Describe the respiratory effects of high altitude during acute exposure
and acclimatization.
Outline:
·
Effects of decreased barometric pressure
·
Acute response
·
Acclimatization
Essay:
As altitude increases, barometric pressure decreases. Therefore the
oxygen partial pressure decreases proportionately leading to hypoxia problems in
high altitude physiology. At 3000m above sea level, the alveolar PO2
is about 60 mmHg. Even at high altitudes, carbon dioxide is continually excreted
from the pulmonary blood into the alveoli. Also, water vaporizes into the
inspired air from the respiratory surfaces. Therefore, these two gases dilute
the oxygen in the alveoli, thus reducing the oxygen concentration.
The body’s immediate response to the hypoxia of high altitude is
hyperventilation which is triggered off by the low arterial oxygen partial
pressure. Hyperventilation enhances alveolar ventilation, raising the alveolar
and arterial PO2. However, it also removes large quantities of carbon
dioxide, reducing the PCO2 and increasing the pH of body fluids,
causing a state of (respiratory) alkalosis. Both these changes inhibit the
respiratory center and oppose the effect of low PO2 to stimulate the
peripheral chemoreceptors. During the ensuing 2 to 5 days, this inhibition fades
away, allowing the respiratory center to now respond to the chemoreceptor
stimuli resulting from hypoxia. There is a steady increase in ventilation over
the next 4 days because the active transport of H+ into CSF, or
possibly a developing lactic acidosis in the brain, causes a fall in CSF pH that
increases the response to hypoxia.
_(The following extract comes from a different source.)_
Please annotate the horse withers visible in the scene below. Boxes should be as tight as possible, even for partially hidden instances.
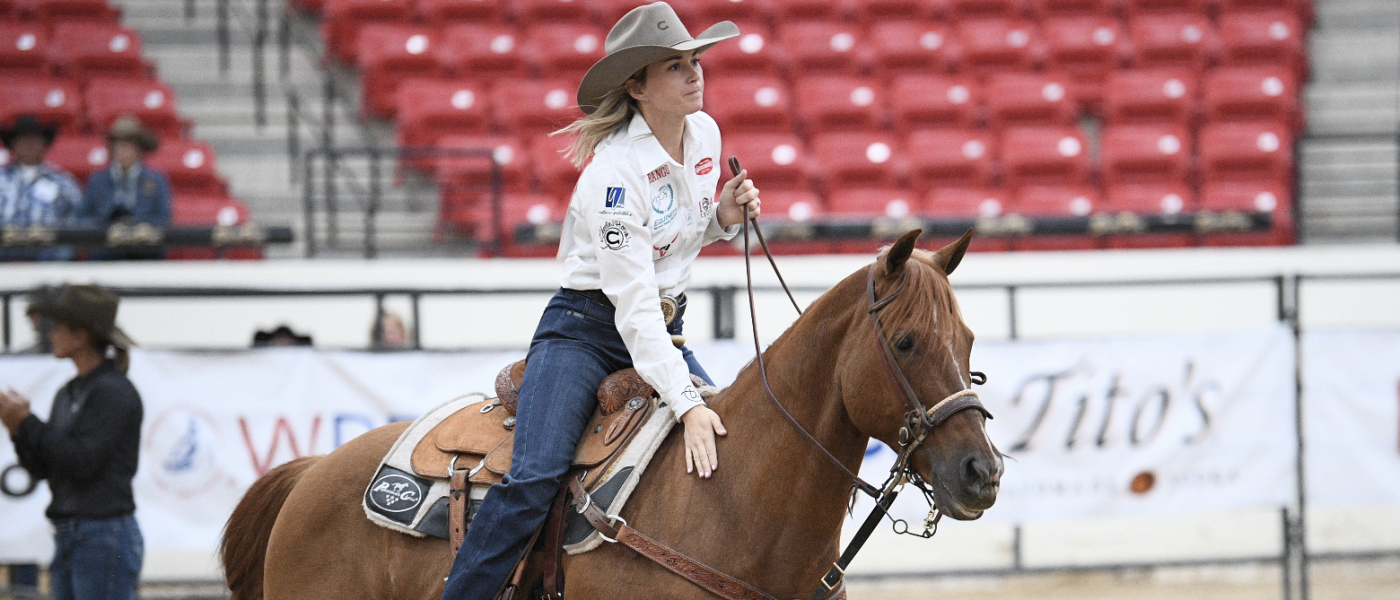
[220,231,1002,600]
After 4 days, the ventilatory response begins
to decline slowly.
The initial increase in pH increases the affinity of hemoglobin oxygen,
shifting the oxygen dissociation curve to the left. This allows the hemoglobin
to pick up more oxygen at lower PO2 of the lungs. After an
acclimatization period of hours to days, the production of 2,3-DPG by red blood
cells increases, shifting the curve to the right and offsetting the effects of
respiratory alkalosis.
The hypoxia of high altitude also triggers the release of the hormone
erythropoietin from the kidney and liver. This hormone stimulates red blood cell
production. Even though the PO2 of the blood remains low, the total
oxygen-carrying capacity is increased. The increase in hemoglobin and blood
volume is a slow process, having no effect until after 2 weeks.
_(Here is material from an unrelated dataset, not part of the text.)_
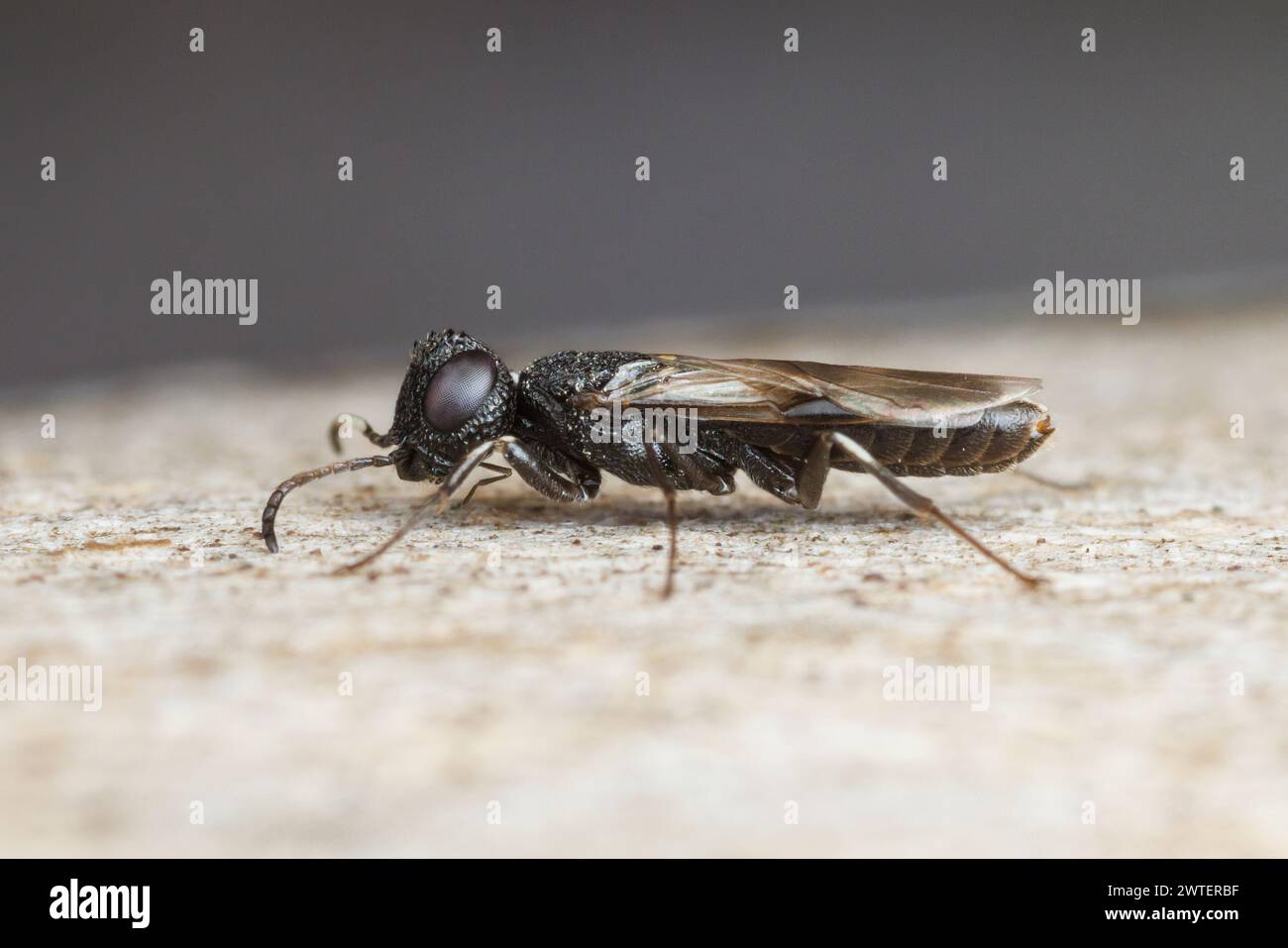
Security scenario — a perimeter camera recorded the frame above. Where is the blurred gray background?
[0,0,1288,385]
Changes also take place gradually in the circulatory system and tissues
to adapt to the lower arterial PO2 . There
is an increase in diffusing capacity partly caused by increase in pulmonary
capillary volume which expands the capillaries and increases the surface through
which oxygen can diffuse into the blood. Another part results from an increase
in lung volume, which expands the surface area of the alveolar membrane. An
increase in pulmonary arterial pressure forces blood into greater numbers of
alveolar capillaries. The cardiac output increases after a person ascends to
high altitudes, but decreases back toward normal as the blood hematocrit
increases. In the tissues, the mitochondria, which are the site of oxidative
reactions, increase in number, and there is an increase in myoglobin that
facilitates the movement of oxygen into the tissues. There is also an increase
in the tissue content of cytochrome oxidase.